Price-Pottenger Nutrition Foundation

"Weston A. Price Memorial Foundation" redirects here. It is not to be confused with Weston A. Price Foundation.
Price-Pottenger Nutritional Foundation
Founded 1952 (1952)
Location
  • Lemon Grove, California
Area served
Natural health, alternative medicine, nutrition
Website http://www.ppnf.org/

The Price-Pottenger Nutrition Foundation (PPNF) is a U.S. 501(c)(3) non-profit organization established "to teach the public and professionals about foods, lifestyle habits, healing modalities, and environmental practices that can help people attain vibrant health."[1] Founded in 1952, it was first known as the Weston A. Price Memorial Foundation after the 20th century researcher Weston Price who emphasized the importance of nutrition for health and dentistry. The other half of the foundation's current namesake is Francis M. Pottenger, Jr. whose study of nutrition in cats sparked interest in a diet high in raw animal products including uncooked meats and unpasteurized dairy.
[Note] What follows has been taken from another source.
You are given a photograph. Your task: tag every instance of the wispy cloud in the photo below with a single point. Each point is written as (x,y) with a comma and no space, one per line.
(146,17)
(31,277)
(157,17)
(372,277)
In 1969, after Price's death, the organization became the Price Pottenger Foundation, and then the Price Pottenger Nutrition Foundation, which it bears today.

PPNF primarily advocates: 1) that consumption of animal fats is not dangerous to human health, and 2) that mainstream agricultural methods which emphasize the use of synthetic fertilizers and pesticides as well as factory farming and significant processing of whole foods, reduces overall nutritional quality of food and human health. The first set of claims go against the mainstream scientific consensus among researchers, doctors, and nutritionists, that a diet high in saturated fat presents serious risks to cardiovascular health and longevity. The second set of claims is aligned with the increasingly popular organic food movement, although major food growers and producers consistently affirm the taste and nutritional quality of their food as identical or better than organics.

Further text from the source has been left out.